The complicated snapshot of female work this month is likely a result of the way the numbers are counted. BLS uses two surveys when it releases its numbers: The household survey, which queries households, and the establishment survey, which queries businesses. The mismatch between the figures in the two surveys likely reflects the unprecedented nature of work this year, with women shifting the number of work hours they have as the year goes on, said Diane Lim, an economist and author of the EconomistMom blog.
“During this recession, the lines of work and being home with family are so blurred, and the type of unemployment or employment — the traditional notion of knowing when you’re unemployed versus on temporary furlough, how to count yourself” has changed dramatically, but the survey questions have not, Lim said.
For women, when you look under the hood of those responses, it may be true that they’re increasing their workforce participation by increasing their hours.
“There’s a lot of women [and working fathers] that have, from September to October … come up with their own kinds of pods, essentially, with friends and neighbors and extended family members. They started to make it work in a more permanent way,” Lim said. “I think a lot of families are realizing, ‘Oh, it’s going to be like this for a while. We’re going to have to figure out how to combine stuff at home and at work.”
The female recession, Lim added, is far from over.
Working mothers are still reducing their work hours four to five times more than working fathers to ensure their children are cared for and on track at school.
An analysis by The Century Foundation and the Center for American Progress (CAP), a progressive think tank, found that working mothers’ reduced labor participation leads to billions in losses for the economy. If the levels from April 2020 persisted, lost wages would amount to about $64.6 billion a year. The situation has improved since April, but it continues to lag significantly behind pre-pandemic numbers.
The study found that if just 1 percent of working mothers shifted from full-time to part-time work, that would amount to a $5 billion loss in wages per year, without accounting for the additional lost benefits of paid leave and health insurance.
Sarah Jane Glynn, a senior fellow at CAP and co-author of the report, called the analysis “likely an underestimate of the significant economic blow we are feeling because families do not have access to the child care they need.”
And the problem is happening at all income levels and in all fields.
In academia, for instance, a recent study from Harvard University found that female principal investigators with at least one child under five had an almost 40 percent decline in research time compared to 21 percent for other respondents. The loss worsens an already pervasive, 10-point gender gap that finds fewer mothers with young children in tenure-track faculty positions.
It’s all happening in the context of an economy that is slowly recovering — but unevenly.

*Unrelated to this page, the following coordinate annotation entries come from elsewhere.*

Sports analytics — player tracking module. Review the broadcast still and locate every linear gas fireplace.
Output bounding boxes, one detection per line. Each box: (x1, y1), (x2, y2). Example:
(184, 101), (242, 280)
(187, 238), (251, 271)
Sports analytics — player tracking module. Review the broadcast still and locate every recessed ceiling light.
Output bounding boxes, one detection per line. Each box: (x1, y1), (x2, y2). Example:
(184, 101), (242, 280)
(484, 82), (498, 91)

At the worst of the crisis, 20.8 million jobs were lost in April. About 2.8 million returned in May, and another 4.8 million returned in June. But then those figures started to slow down: In July 1.8 million jobs came back, in August that figure was 1.5 million and in September only 661,000 jobs came back. October brought back even less — 630,000 jobs.
Overall, 55 percent of the jobs lost this year have returned. About 10 million are still lost.
In the returns category, leisure and hospitality saw the biggest boost in October. In term of the jobs women regained, 59 percent were in that industry. Hospitality already disproportionately employs women, and the jobs that disappeared there in the early part of the year are part of the reason the nation plunged into a female recession.
What’s clear, said Michael Madowitz, an economist at CAP who tracks the figures for women, is that when the coronavirus is kept at bay, jobs in hospitality return and women’s prospects improve.
That means, Madowitz said, that “there is absolutely no way to look at this stuff and say you can have a meaningful recovery for women without controlling the virus.”